Although the symptoms of C. perfringens food poisoning are attributable largely to the action of enterotoxins, these enterotoxins usually are formed in the gut after ingestion of the organisms. Ingestion of preformed toxin results only in diarrhea if gastric acidity has been neutralized. The enterotoxin formed in vivo is a 35-kd polypeptide that is heat and acid labile and is inactivated by some proteolytic enzymes. The enterotoxin gene cpe can be used to detect illness-causing strains. The toxin inhibits absorption of glucose and secretion of water, sodium, and chloride, and it strips the epithelium of villous tips. The in vitro cytotoxic effect is similar to that of Shigella toxin but differs from that of cholera or E. coli enterotoxins. Adenyl cyclase appears not to be involved in the mediation of C. perfringens toxin activity. The resultant gastroenteritis has components of secretory and inflammatory diarrhea.

C. perfringens food poisoning is an acute, self-limiting diarrheal illness with an onset 6–24 hours after consumption of contaminated food. Crampy abdominal pain commonly accompanies watery diarrhea, which does not contain blood or mucus. Fever, nausea, and vomiting occur rarely. The duration of disease is commonly <24 hours, and medical intervention usually is not warranted or sought, except in the case of outbreaks. Making the distinction between food poisoning caused by C. perfringens and that caused by Bacillus cereus is difficult.

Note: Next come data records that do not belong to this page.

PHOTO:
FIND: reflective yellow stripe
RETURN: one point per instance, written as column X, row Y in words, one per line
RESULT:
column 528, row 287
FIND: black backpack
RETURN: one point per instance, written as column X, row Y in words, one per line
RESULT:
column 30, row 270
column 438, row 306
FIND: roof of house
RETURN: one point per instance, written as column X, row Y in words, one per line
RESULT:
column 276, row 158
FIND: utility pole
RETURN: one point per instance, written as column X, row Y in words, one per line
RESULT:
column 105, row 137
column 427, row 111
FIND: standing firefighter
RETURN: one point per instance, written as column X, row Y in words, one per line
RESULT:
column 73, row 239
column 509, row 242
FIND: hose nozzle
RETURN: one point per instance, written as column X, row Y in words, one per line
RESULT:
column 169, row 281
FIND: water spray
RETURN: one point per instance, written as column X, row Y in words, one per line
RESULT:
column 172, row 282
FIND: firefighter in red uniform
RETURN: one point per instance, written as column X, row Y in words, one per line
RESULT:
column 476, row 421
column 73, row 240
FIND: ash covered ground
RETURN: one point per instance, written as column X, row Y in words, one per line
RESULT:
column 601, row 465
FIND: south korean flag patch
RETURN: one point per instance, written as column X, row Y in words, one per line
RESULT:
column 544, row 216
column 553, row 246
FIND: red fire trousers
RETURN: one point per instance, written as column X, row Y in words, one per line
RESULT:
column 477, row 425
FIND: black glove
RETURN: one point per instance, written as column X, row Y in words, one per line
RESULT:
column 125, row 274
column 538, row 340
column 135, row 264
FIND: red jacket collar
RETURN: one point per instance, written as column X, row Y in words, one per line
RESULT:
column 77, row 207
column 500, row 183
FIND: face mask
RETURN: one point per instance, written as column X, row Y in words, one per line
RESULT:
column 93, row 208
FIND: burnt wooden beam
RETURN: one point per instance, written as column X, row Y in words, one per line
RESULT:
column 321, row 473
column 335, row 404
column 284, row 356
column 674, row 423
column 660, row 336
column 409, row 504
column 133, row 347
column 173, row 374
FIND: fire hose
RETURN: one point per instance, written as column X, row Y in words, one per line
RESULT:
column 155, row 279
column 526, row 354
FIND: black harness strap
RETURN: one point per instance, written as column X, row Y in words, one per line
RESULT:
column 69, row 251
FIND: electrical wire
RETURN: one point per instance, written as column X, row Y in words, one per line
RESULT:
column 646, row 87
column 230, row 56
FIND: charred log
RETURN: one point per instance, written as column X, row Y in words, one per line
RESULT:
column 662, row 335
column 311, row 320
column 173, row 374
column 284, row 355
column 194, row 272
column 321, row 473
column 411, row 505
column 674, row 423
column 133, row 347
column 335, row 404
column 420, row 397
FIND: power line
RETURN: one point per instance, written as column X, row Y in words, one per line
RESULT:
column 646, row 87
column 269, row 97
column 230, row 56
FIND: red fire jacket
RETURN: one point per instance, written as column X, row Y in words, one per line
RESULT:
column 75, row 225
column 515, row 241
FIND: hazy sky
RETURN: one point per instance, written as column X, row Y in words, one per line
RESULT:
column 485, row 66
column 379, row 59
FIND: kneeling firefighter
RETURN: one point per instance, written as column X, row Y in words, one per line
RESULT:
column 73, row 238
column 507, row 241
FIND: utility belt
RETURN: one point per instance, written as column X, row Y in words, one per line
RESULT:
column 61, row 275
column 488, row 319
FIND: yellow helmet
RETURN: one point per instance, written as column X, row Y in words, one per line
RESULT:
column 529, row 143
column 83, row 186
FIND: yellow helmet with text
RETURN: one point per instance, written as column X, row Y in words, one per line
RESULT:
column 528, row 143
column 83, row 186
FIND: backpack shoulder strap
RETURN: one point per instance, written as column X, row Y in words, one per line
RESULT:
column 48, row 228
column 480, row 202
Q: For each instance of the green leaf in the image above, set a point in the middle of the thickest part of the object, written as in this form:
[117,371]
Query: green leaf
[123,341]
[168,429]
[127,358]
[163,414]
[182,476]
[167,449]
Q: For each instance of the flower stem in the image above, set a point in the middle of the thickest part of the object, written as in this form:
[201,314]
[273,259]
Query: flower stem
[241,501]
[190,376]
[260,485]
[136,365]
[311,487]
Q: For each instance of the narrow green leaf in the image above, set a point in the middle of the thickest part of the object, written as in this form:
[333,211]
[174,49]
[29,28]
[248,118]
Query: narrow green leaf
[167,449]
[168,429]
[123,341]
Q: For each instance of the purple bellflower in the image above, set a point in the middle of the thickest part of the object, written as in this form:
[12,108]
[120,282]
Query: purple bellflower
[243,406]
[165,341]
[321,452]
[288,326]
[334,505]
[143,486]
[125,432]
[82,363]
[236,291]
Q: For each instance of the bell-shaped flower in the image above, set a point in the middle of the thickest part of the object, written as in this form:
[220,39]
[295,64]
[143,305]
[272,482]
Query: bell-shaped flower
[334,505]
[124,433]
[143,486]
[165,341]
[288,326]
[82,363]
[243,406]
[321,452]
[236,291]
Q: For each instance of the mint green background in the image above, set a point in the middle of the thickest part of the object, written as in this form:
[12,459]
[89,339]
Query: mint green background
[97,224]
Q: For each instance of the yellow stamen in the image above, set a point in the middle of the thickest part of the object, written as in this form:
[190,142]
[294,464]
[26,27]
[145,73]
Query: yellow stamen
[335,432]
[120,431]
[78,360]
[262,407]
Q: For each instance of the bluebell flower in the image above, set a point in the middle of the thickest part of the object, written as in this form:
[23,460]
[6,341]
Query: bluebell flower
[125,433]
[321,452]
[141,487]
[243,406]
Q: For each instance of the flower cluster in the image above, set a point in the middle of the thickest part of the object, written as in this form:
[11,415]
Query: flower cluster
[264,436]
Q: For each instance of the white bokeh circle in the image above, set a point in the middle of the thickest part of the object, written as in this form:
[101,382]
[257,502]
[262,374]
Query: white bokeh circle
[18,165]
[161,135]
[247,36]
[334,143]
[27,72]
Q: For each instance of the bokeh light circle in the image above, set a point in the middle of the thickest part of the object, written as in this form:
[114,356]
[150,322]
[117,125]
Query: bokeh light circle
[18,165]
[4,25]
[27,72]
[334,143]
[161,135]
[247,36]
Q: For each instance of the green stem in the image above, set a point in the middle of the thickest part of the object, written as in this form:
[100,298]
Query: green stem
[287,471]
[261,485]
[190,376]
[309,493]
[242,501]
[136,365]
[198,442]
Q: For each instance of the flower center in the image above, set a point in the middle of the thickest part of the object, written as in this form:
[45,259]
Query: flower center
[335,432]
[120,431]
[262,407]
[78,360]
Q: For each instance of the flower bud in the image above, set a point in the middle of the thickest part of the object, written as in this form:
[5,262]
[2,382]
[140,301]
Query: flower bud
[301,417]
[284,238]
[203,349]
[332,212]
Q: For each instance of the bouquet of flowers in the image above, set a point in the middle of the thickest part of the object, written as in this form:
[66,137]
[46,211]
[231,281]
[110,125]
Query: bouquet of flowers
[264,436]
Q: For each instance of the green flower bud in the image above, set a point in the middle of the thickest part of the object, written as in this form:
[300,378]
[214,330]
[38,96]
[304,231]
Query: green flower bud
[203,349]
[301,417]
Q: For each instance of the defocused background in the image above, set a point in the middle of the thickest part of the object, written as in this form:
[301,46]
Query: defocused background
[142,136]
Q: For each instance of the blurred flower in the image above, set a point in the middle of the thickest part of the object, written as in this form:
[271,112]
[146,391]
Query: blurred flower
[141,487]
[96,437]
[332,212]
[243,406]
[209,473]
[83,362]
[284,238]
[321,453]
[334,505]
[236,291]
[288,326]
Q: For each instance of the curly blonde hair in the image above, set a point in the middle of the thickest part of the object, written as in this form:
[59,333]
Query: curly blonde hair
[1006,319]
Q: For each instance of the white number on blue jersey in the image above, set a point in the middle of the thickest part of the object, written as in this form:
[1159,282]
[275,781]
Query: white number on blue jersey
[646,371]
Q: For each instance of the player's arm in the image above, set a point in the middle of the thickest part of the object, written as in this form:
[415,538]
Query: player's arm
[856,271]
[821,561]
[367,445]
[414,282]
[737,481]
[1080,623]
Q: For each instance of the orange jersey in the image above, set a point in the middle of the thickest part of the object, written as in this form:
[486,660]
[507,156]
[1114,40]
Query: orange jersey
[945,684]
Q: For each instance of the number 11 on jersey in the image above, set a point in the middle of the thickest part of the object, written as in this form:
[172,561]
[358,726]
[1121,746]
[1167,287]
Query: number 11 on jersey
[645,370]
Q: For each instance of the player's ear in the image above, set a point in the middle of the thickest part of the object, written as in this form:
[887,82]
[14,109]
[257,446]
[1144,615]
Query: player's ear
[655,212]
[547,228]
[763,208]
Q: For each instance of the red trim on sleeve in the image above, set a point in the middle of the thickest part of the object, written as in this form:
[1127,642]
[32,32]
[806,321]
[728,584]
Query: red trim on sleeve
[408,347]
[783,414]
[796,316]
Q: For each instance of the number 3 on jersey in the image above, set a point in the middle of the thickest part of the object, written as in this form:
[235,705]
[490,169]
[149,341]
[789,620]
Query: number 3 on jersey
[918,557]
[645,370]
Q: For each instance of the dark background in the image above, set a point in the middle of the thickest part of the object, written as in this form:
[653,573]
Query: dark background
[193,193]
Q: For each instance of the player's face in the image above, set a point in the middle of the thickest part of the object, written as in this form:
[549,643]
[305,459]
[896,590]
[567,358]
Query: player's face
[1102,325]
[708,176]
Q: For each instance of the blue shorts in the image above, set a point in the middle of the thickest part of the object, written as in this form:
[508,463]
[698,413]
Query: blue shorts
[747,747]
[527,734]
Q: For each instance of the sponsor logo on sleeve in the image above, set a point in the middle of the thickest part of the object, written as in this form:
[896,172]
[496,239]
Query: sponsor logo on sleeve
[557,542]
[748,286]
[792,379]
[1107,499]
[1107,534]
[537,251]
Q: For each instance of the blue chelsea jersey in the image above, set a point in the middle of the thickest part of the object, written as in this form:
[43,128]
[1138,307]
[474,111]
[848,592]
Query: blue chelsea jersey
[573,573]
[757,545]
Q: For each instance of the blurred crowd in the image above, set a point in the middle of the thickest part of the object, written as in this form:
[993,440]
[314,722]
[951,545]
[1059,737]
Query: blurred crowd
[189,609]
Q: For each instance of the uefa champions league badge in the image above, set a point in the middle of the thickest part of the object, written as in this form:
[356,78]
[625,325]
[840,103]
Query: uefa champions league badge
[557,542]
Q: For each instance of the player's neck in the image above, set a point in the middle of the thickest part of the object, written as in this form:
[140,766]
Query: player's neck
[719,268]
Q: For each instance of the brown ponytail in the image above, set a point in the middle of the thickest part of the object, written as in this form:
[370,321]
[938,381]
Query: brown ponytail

Differentiating this acute diarrheal disease from the numerous other viral, bacterial, and toxic causes of diarrhea on clinical grounds can be difficult unless an outbreak has occurred. The absence of fever, nausea, vomiting, and blood or mucus in stools in a patient with C. perfringens diarrhea makes Salmonella , Shigella , Campylobacter , Yersinia , and rotavirus infection unlikely. The duration of infection caused by these pathogens usually is more prolonged than C. perfringens food poisoning. The diagnosis can be confirmed only by isolation of large quantities of C. perfringens from the suspect food (>10 ⁶ colony-forming units/g) and the patient’s fecal samples. The enterotoxin can be detected using a cytopathic toxin neutralization assay, latex agglutination, or enzyme immunoassays. However, this approach is not useful in clinical diagnosis.